The nervous couple is off to Mexico as quickly as possible because the pill Mason gave Duryea was a placebo. The next forty-five minutes is a completely different film. Oddly, it stars both leads from that earlier film. You will have plenty of time to fix that sandwich or wash your car. To be fair, it is not a poorly executed segment and Mason reluctantly uses his medical practice for the locals and livestock. Warming to Toren’s advances, both appear to be living happily ever after. A highlight during the Mexico bits is a priest, played by Basil Ruysdael. He is loved by the locals and becomes a trusted friend to the assumed married couple. His rich bass voice, rye sense of humor and wisdom are endearing. One wonders if Duryea and Conrad have already started work on their next picture because it does not appear as though we will see them again in this one. Thankfully, Mason and Toren want to be free of their past and both think it best to return the money and end this film "noir-like." Many tears are shed by the locals. Understandably, they preferred being part of this film over the bookended parts.

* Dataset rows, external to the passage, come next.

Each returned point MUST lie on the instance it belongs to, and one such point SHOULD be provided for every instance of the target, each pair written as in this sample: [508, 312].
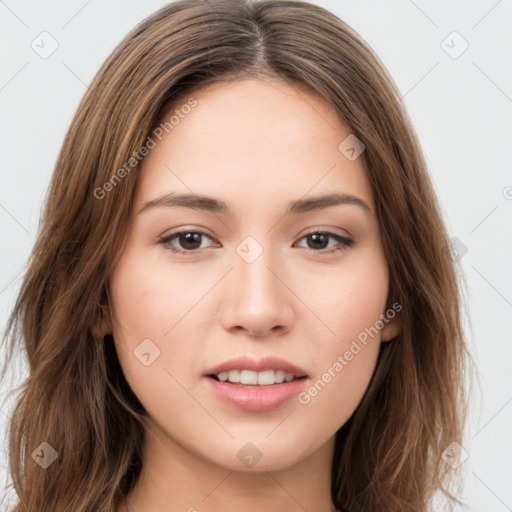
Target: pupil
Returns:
[189, 239]
[316, 237]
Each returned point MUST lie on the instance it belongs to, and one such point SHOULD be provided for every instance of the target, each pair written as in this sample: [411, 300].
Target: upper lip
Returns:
[257, 365]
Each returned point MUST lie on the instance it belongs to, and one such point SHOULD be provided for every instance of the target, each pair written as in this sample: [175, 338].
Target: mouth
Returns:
[255, 379]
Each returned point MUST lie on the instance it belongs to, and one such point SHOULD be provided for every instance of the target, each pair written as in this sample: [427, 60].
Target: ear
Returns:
[392, 324]
[103, 324]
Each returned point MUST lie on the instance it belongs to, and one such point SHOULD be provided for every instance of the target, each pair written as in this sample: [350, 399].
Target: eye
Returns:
[189, 239]
[190, 242]
[319, 238]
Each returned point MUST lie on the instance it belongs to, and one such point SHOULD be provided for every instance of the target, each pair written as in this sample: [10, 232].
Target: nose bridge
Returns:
[257, 298]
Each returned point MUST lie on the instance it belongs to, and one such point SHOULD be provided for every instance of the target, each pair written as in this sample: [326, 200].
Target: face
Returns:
[260, 271]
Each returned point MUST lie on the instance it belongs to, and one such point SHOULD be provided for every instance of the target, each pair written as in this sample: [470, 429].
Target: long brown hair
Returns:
[388, 456]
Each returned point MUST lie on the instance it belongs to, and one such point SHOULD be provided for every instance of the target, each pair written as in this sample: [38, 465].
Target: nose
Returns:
[257, 299]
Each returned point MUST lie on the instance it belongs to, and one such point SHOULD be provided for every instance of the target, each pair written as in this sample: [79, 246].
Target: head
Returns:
[260, 107]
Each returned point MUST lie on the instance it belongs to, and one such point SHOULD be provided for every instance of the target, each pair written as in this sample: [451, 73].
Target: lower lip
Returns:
[256, 398]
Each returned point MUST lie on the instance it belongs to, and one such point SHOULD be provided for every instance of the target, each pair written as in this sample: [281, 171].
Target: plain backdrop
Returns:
[452, 62]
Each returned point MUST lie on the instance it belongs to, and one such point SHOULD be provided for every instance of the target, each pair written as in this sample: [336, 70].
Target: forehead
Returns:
[252, 141]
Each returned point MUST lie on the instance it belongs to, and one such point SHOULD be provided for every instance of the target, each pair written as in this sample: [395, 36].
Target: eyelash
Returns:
[165, 240]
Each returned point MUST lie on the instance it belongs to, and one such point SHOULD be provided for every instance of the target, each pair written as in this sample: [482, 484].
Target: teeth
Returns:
[248, 377]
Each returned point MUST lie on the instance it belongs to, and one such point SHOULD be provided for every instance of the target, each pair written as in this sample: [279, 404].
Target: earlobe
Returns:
[391, 328]
[103, 325]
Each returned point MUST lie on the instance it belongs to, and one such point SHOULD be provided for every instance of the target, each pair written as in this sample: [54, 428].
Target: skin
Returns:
[257, 145]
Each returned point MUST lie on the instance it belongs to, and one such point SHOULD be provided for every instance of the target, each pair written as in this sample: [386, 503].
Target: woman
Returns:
[253, 369]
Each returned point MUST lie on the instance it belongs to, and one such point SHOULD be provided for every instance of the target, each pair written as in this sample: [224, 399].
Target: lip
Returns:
[257, 365]
[256, 398]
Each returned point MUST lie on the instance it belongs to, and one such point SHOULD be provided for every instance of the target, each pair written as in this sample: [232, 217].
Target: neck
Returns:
[175, 478]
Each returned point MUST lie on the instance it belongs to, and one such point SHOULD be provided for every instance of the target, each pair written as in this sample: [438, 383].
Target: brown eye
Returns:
[318, 241]
[184, 242]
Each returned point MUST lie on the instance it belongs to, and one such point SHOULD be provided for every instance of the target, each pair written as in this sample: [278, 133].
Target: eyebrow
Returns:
[210, 204]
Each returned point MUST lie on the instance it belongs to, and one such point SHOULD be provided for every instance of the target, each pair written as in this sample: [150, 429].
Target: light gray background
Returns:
[461, 108]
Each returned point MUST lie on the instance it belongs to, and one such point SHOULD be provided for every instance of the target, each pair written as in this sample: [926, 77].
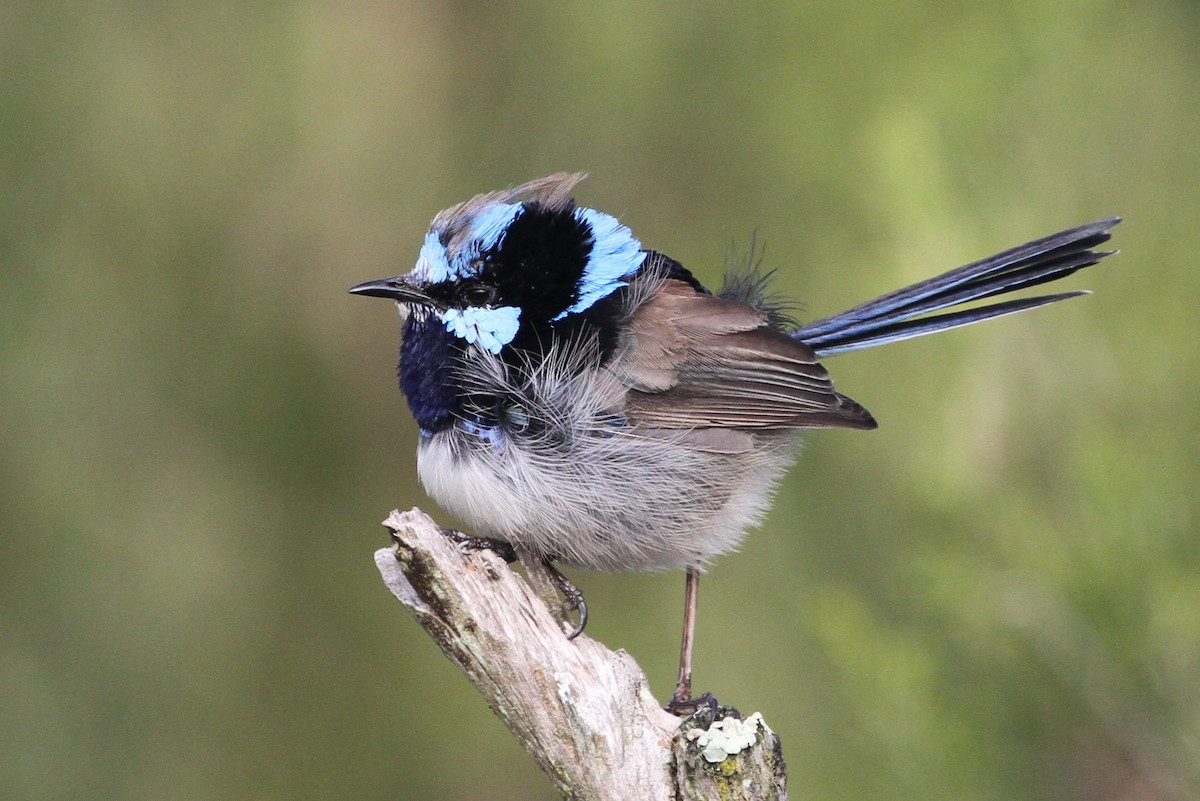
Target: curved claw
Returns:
[577, 604]
[573, 597]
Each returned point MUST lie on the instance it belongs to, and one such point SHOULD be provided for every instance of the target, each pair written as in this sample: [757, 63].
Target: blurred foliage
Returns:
[994, 596]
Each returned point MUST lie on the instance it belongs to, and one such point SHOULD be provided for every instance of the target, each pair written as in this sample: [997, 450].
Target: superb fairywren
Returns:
[589, 401]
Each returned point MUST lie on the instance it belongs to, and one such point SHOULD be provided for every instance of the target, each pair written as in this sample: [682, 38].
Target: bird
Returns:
[589, 401]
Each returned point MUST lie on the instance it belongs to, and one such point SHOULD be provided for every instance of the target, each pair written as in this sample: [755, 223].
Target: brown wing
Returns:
[697, 361]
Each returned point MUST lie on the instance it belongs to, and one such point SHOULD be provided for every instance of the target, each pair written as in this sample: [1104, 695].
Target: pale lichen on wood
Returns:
[585, 712]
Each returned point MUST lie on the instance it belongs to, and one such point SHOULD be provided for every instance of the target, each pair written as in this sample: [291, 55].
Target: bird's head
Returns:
[509, 265]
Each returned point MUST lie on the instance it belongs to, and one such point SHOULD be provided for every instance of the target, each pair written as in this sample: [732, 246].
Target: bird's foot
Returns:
[573, 597]
[682, 704]
[471, 542]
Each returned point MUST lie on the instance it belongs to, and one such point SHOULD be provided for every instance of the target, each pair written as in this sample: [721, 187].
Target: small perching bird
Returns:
[591, 402]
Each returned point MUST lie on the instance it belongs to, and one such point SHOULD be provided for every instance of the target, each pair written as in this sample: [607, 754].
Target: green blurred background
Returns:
[994, 596]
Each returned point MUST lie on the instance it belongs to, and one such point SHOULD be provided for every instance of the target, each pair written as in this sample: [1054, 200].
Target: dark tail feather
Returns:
[899, 314]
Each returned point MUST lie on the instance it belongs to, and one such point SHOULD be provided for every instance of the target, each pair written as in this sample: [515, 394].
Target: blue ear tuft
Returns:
[491, 329]
[615, 256]
[433, 264]
[487, 228]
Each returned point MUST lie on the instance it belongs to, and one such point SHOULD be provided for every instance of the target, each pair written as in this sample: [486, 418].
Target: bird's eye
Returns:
[477, 294]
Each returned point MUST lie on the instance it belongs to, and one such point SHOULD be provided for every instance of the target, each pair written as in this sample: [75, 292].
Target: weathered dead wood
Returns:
[585, 712]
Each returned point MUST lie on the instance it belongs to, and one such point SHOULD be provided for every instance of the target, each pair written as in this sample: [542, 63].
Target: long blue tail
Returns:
[899, 314]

Mason arrives on "a dark and stormy night" to find that Conrad has double-crossed Duryea, mortally wounding him. Conrad demands Mason take the stack of bills out of the leather bag. Stack after stack, Mason complies. But a surprise awaits Conrad with a bullet through the bottom of the bag. Toren rushes to meet Mason in the pouring rain and they embrace. With great relief, he confesses, “I really thought my number was up today.” Never say that at the end of a film noir. Let us just say he should have looked in both directions when crossing that one-way street.